- Former agricultural college was WA’s 1st WWII purpose-built internment camp
Western Australia’s first purpose-built internment camp for World War ll enemy aliens, which later became an agricultural college, has been State Heritage listed.
State Heritage Office Acting Executive Director Harriet Wyatt said the former Harvey Agricultural College site has had many roles over the years.
Mrs Wyatt said its most poignant role was as an internment camp for up to 800 mostly Italian internees, including Australian-born and naturalised Italians, who were perceived as a threat to Australia under Commonwealth Government policy during World War ll.
“By June 1940, nearly 15 per cent of Italians and a third of Germans and Austrians living in Australia were interned.
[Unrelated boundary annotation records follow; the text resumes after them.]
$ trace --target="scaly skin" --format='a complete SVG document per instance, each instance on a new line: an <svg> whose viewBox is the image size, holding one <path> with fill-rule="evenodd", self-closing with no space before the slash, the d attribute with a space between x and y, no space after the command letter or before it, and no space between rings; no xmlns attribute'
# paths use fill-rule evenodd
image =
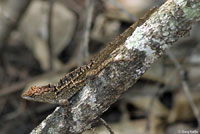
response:
<svg viewBox="0 0 200 134"><path fill-rule="evenodd" d="M85 86L88 78L97 75L103 68L112 62L110 54L116 50L116 48L123 45L125 40L131 36L134 30L143 24L155 10L156 8L151 9L143 18L131 25L114 41L109 43L89 64L83 65L68 73L56 85L48 84L40 87L32 86L22 94L22 97L27 100L67 105L68 100Z"/></svg>

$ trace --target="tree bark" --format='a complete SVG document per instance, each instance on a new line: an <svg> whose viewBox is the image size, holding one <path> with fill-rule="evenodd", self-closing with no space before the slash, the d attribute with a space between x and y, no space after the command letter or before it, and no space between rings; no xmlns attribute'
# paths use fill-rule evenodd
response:
<svg viewBox="0 0 200 134"><path fill-rule="evenodd" d="M68 116L57 107L31 133L77 134L91 128L120 95L131 87L165 50L189 34L194 21L200 20L199 0L168 0L125 43L110 54L113 62L72 99Z"/></svg>

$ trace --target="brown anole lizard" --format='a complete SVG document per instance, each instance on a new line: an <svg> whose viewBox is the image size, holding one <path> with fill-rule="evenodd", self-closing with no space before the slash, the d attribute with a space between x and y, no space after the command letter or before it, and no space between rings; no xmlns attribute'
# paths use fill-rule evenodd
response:
<svg viewBox="0 0 200 134"><path fill-rule="evenodd" d="M57 84L48 84L45 86L32 86L29 90L22 94L27 100L53 103L59 105L68 105L68 100L80 91L86 84L86 80L91 76L97 75L112 60L110 54L119 46L123 45L126 39L134 32L134 30L142 25L150 15L156 10L152 8L144 17L139 19L127 30L120 34L114 41L109 43L90 63L83 65L64 76Z"/></svg>

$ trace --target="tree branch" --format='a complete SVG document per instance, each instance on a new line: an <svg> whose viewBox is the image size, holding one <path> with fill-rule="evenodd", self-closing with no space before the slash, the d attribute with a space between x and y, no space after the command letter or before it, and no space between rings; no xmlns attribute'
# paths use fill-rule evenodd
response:
<svg viewBox="0 0 200 134"><path fill-rule="evenodd" d="M125 43L110 54L113 62L70 100L68 116L62 107L49 115L32 134L82 133L132 86L180 37L200 19L198 0L168 0Z"/></svg>

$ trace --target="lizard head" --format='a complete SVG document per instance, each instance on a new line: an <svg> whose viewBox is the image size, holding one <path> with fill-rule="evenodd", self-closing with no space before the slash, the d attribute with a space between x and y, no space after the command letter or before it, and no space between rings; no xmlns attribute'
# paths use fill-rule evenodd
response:
<svg viewBox="0 0 200 134"><path fill-rule="evenodd" d="M58 104L58 99L56 98L55 93L56 88L54 85L45 85L40 87L32 86L22 94L22 98L26 100Z"/></svg>

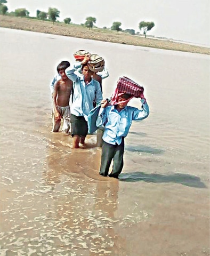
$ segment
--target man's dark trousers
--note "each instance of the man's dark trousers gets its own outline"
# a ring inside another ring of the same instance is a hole
[[[111,161],[113,166],[109,176],[118,178],[123,167],[123,154],[124,153],[124,138],[122,138],[121,143],[112,145],[102,141],[101,149],[101,163],[99,174],[107,176]]]

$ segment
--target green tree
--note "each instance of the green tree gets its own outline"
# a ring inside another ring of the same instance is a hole
[[[0,4],[6,4],[7,1],[6,0],[0,0]]]
[[[0,4],[0,14],[5,15],[8,11],[8,8],[6,5],[4,4]]]
[[[56,8],[50,7],[48,9],[48,15],[50,19],[52,20],[54,24],[54,22],[56,21],[57,18],[60,17],[60,11]]]
[[[119,31],[121,31],[122,29],[120,28],[120,26],[122,25],[122,23],[118,21],[115,21],[113,22],[112,26],[111,27],[111,30],[116,30],[117,33]]]
[[[130,29],[127,28],[125,29],[125,32],[130,34],[131,35],[135,35],[135,30],[134,29]]]
[[[96,19],[95,18],[93,17],[87,17],[86,18],[86,21],[85,23],[85,26],[86,28],[89,28],[89,29],[92,28],[93,26],[93,23],[96,22]]]
[[[47,18],[47,13],[45,12],[40,12],[38,14],[38,18],[42,20],[46,20]]]
[[[29,12],[26,8],[20,8],[14,10],[14,15],[19,17],[26,17],[29,15]]]
[[[66,18],[63,20],[63,21],[65,24],[69,24],[70,22],[71,22],[71,18]]]
[[[153,21],[141,21],[139,25],[139,28],[140,30],[143,30],[144,37],[146,38],[146,33],[155,26],[155,23]]]

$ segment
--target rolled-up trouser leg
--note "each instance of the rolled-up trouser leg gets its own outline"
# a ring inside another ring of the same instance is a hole
[[[115,145],[109,144],[102,140],[101,148],[101,162],[99,174],[107,176],[109,167],[115,152]]]

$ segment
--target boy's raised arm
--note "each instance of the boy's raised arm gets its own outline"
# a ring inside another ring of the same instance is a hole
[[[57,95],[58,95],[58,83],[56,82],[55,84],[54,87],[54,91],[53,93],[53,108],[54,111],[55,112],[55,120],[59,120],[61,118],[60,115],[58,111],[57,108]]]

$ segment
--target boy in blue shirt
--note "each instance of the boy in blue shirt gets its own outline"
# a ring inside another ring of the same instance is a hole
[[[143,120],[149,114],[149,106],[143,92],[141,94],[141,109],[127,106],[133,95],[123,94],[118,98],[116,105],[110,106],[107,100],[102,101],[96,124],[104,125],[102,137],[101,161],[99,174],[107,176],[113,159],[113,166],[110,177],[118,178],[123,167],[124,138],[128,133],[132,121]]]
[[[93,102],[101,103],[102,99],[99,83],[92,78],[93,72],[90,70],[85,57],[82,63],[82,74],[75,73],[76,69],[70,67],[66,69],[67,77],[73,82],[73,100],[71,106],[71,123],[73,138],[73,148],[84,145],[88,132],[87,116],[94,108]]]

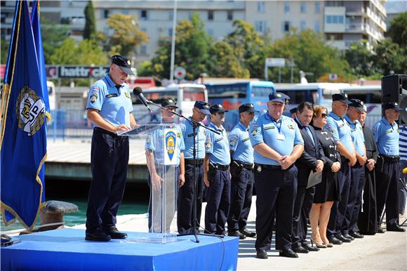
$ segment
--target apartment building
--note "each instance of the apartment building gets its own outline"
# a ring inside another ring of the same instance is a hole
[[[41,2],[41,14],[47,19],[69,25],[71,37],[81,39],[85,25],[86,1]],[[385,0],[363,1],[177,1],[177,21],[190,19],[196,12],[214,41],[222,40],[232,31],[236,19],[251,23],[260,34],[272,40],[282,38],[293,27],[321,33],[340,50],[364,39],[371,46],[386,31]],[[1,1],[1,37],[9,39],[15,2]],[[93,1],[98,31],[111,34],[106,24],[114,13],[132,15],[135,23],[146,32],[149,41],[135,48],[137,62],[151,59],[161,39],[173,32],[173,1]]]

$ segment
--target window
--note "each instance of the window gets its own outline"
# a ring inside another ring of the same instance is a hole
[[[141,11],[141,20],[146,20],[147,19],[147,11]]]
[[[306,26],[305,26],[305,20],[302,20],[301,22],[300,23],[300,31],[304,31],[305,30]]]
[[[208,20],[213,20],[213,11],[208,11]]]
[[[109,10],[105,9],[103,11],[103,18],[107,19],[109,18]]]
[[[284,21],[283,22],[282,26],[283,26],[283,32],[288,32],[290,31],[290,26],[291,26],[291,23],[289,21]]]
[[[319,13],[321,12],[321,4],[319,3],[315,3],[314,11],[316,13]]]
[[[315,31],[316,33],[321,31],[321,27],[319,20],[314,22],[314,31]]]
[[[301,2],[300,9],[301,11],[301,13],[305,13],[307,12],[307,4],[305,4],[305,2]]]
[[[284,3],[284,13],[290,14],[290,4],[287,2]]]
[[[258,12],[266,11],[266,4],[265,2],[258,2]]]
[[[227,11],[227,20],[233,20],[233,12],[232,11]]]
[[[265,33],[267,31],[267,22],[265,21],[256,21],[255,22],[255,31],[259,33]]]

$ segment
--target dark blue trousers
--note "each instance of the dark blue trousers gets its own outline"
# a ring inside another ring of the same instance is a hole
[[[204,194],[204,166],[196,165],[194,180],[194,165],[185,164],[185,183],[180,187],[178,194],[178,211],[177,225],[180,234],[192,232],[192,220],[194,217],[194,200],[196,199],[196,221],[195,225],[199,230],[201,223],[201,212],[202,210],[202,197]],[[194,186],[196,184],[196,195]]]
[[[262,168],[255,166],[256,199],[255,249],[272,246],[272,227],[276,218],[276,249],[291,249],[293,212],[297,192],[297,167],[288,169]]]
[[[94,130],[91,150],[92,182],[88,197],[86,232],[116,225],[128,167],[128,138]]]
[[[377,167],[375,173],[378,223],[386,204],[387,225],[399,225],[399,164],[385,161],[382,171]]]
[[[251,206],[254,180],[253,169],[236,166],[231,169],[230,210],[227,218],[229,232],[246,227]]]
[[[359,162],[352,167],[350,193],[347,204],[348,209],[345,216],[346,225],[344,224],[343,234],[357,232],[356,223],[361,206],[362,204],[362,192],[365,185],[365,167]]]
[[[347,162],[343,161],[341,163],[340,169],[338,172],[338,177],[340,190],[340,200],[335,201],[331,209],[331,215],[326,230],[326,237],[328,239],[333,238],[335,236],[338,236],[341,234],[340,229],[345,219],[350,188],[350,166]]]
[[[230,171],[210,168],[206,192],[205,230],[206,233],[225,234],[230,207]]]

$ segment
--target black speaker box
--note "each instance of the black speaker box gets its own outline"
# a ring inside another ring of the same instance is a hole
[[[382,77],[382,104],[396,102],[399,106],[407,108],[407,75],[392,74]],[[382,110],[384,116],[384,111]],[[400,112],[399,124],[407,124],[407,112]]]

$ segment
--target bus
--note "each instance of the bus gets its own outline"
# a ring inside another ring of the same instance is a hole
[[[289,111],[302,102],[310,102],[314,105],[322,105],[329,110],[332,107],[332,94],[339,93],[342,88],[350,85],[345,83],[309,83],[279,84],[277,92],[290,97],[290,102],[284,109],[284,114],[291,116]]]
[[[177,101],[178,113],[185,117],[192,115],[192,108],[197,100],[208,102],[208,92],[205,85],[198,84],[171,84],[167,86],[153,87],[145,89],[142,94],[147,100],[161,105],[164,99]],[[138,98],[131,93],[133,114],[138,123],[159,121],[159,107],[150,105],[152,112],[149,112]]]
[[[341,91],[347,94],[349,99],[359,99],[363,101],[367,108],[368,118],[366,124],[372,127],[382,118],[382,86],[352,86],[345,87]]]
[[[275,93],[271,81],[253,81],[225,84],[206,84],[211,105],[220,104],[229,112],[225,114],[223,126],[231,131],[239,122],[239,107],[252,103],[260,112],[267,110],[269,94]]]

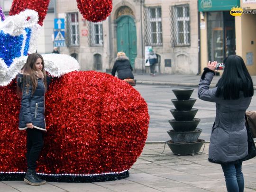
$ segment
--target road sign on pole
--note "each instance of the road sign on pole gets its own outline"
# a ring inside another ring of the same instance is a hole
[[[54,29],[64,29],[65,20],[63,18],[55,18],[54,19]]]
[[[54,46],[65,47],[65,20],[54,19]]]

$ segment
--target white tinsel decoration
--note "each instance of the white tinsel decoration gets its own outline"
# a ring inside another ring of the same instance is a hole
[[[59,54],[42,54],[45,68],[53,76],[61,75],[79,69],[79,64],[73,58]],[[0,58],[0,86],[6,86],[14,79],[26,63],[27,56],[22,56],[14,60],[9,68]]]
[[[29,41],[28,53],[35,53],[37,49],[37,39],[41,27],[42,26],[37,23],[30,27],[30,29],[31,29],[31,36]]]
[[[30,19],[27,20],[28,17]],[[31,27],[38,21],[37,12],[32,9],[26,9],[18,14],[9,16],[0,23],[0,30],[11,36],[23,34],[24,29]]]

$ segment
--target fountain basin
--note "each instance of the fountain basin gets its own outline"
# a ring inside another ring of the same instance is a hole
[[[201,132],[201,129],[196,129],[193,131],[175,132],[171,130],[167,132],[174,143],[180,143],[196,142]]]
[[[174,155],[192,155],[198,153],[205,141],[198,139],[196,142],[187,143],[174,143],[172,140],[166,142]]]
[[[194,89],[174,89],[172,91],[178,100],[188,100],[193,92]]]
[[[175,131],[184,132],[194,131],[200,120],[200,119],[194,118],[192,121],[178,121],[171,119],[168,121]]]
[[[188,100],[179,100],[177,99],[171,100],[177,111],[189,111],[192,109],[196,99],[190,98]]]
[[[170,112],[178,121],[192,121],[195,117],[198,109],[192,109],[189,111],[179,111],[176,109],[170,110]]]

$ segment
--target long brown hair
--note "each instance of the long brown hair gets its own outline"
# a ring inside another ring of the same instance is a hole
[[[46,90],[47,89],[46,83],[46,75],[45,70],[45,62],[42,55],[38,53],[32,53],[28,55],[26,64],[21,68],[21,71],[23,72],[23,85],[22,90],[23,90],[26,84],[27,87],[26,93],[28,92],[28,88],[29,87],[29,83],[31,83],[32,88],[31,95],[34,93],[37,86],[37,69],[36,68],[36,62],[37,60],[41,58],[43,67],[42,68],[42,72],[44,75],[44,84],[46,88]]]

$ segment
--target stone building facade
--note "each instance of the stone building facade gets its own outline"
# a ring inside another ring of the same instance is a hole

Queensland and Western Australians pursued this policy more rigorously than other states,” Mrs Wyatt said.
“Internment caused considerable resentment among Italians and caused hardship for the families of interned men,” Mrs Wyatt said. “Despite the resentment, the Harvey internment camp was remembered as being relatively comfortable with plenty of food, and internees could earn money to send home to support their families.”
The South Western Highway site contains a number of the original buildings and structures including the jail and a roadside shrine built by the Italians. The shrine is believed to be the only roadside memorial shrine of its kind in Australia and is now enclosed in a chapel.
The camp closed in 1942 after the discovery of a large stash of weapons, including knives, tomahawks and bullets. It has been claimed that a shortwave radio, used to disclose information to the enemy, was found within the shrine’s altar.
The site was then used by the 3rd Australian Corps Training School to train troops in combat skills. One of the remnants from this time is the rare prefabricated Bailey Bridge.
After the war, the Rural Training Centre was established to offer practical farming knowledge and training for returned servicemen and women to enable their return to the rural workforce.
Mrs Wyatt said the site is best remembered as the Harvey Agricultural College, which operated for 60 years from 1952 to 2012.
The college played a key role in developing the Harvey area into one of the State’s main orchard and dairy regions.
The site is now occupied by not-for-profit groups and areas of the site are also used as a venue and function centre.